If you haven’t worn it in the last year, get rid of it! If an article of clothing doesn’t fit with your planned lifestyle, why keep it? If you’re not going to be working, you don’t need a closet full of clothes one would typically wear to an office. Your wardrobe should match your plans. I kept one dress when we moved. Other than that, I have jeans, t-shirts, and workout and hiking clothes. What else would I need?
It can be extremely difficult to get rid of things that inspire good memories. But if your memories have been sitting in a box untouched for 20 to 30 years, then you’re probably not getting much reminiscing mileage out of them. And unless you’re famous, there’s not much reason to save these things for posterity. You probably don’t need your 20-year-old, dirty, matted teddy bear. Take a picture and toss the bear.
Some of my decluttering decisions were informed by the fact that we don’t have kids. Even if we did, they probably wouldn’t want the tons of papers and mementos I kept from elementary school, junior high, and high school. So I sent all of it through the scanner (including my yearbooks) and then threw everything out. Family photos were scanned and disposed of, except for any vintage photographs (which were scanned and boxed up). We kept some special wedding gifts, such as a beautiful sujeo set (Korean spoons and chopsticks).
In an earlier post, I wrote about reasons to go paperless. This is one area where you can get rid of both a ton of stuff (papers) and furniture (filing cabinets).
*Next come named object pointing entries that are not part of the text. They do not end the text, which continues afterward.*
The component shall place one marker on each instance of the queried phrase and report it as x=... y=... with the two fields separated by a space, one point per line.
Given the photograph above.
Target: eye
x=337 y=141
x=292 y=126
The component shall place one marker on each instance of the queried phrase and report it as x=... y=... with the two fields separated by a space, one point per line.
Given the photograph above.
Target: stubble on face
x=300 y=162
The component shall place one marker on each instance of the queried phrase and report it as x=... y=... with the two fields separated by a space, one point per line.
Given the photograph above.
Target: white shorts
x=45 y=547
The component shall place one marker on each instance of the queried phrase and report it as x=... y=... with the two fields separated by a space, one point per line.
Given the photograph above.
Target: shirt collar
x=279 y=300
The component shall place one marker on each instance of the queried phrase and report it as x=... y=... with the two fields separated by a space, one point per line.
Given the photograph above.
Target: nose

Figure out which papers you must have hard copies of and scan the rest. Maybe there’s stuff in your files you don’t even need and can just shred/recycle. It’s really worth spending time on this part of the purging process. It helps you develop a system for dealing with paper, which in turn makes it easier to slow or stop the accumulation of more paper.
If you read my piece on going paperless, you’re aware that we have one little plastic portable file box with all our important papers. We digitized and encrypted almost every piece of paper we had and created a system of backups. We keep hard copies of tax documents, car registration papers, our marriage license, and a few other important items. I’m thrilled we didn’t have to move boxes and boxes of paper.
Inevitably, when you get down to the wire, you find that you still haven’t gotten rid of enough. On the morning of our departure, we had to get rid of our sleeping bags, and our dog’s giant bed (we kept her blanket and collapsible crate), among a few other things. They just wouldn’t fit in the car.
So now, for the most part, everything we own will fit in our car. We have a few small items we will leave at my Mom’s house until we buy a condo, but we probably got rid of 90% of our belongings. It feels really great to be traveling so light.
Have you been decluttering or downsizing? What is the hardest part of downsizing for you? Was any of it easier than you expected?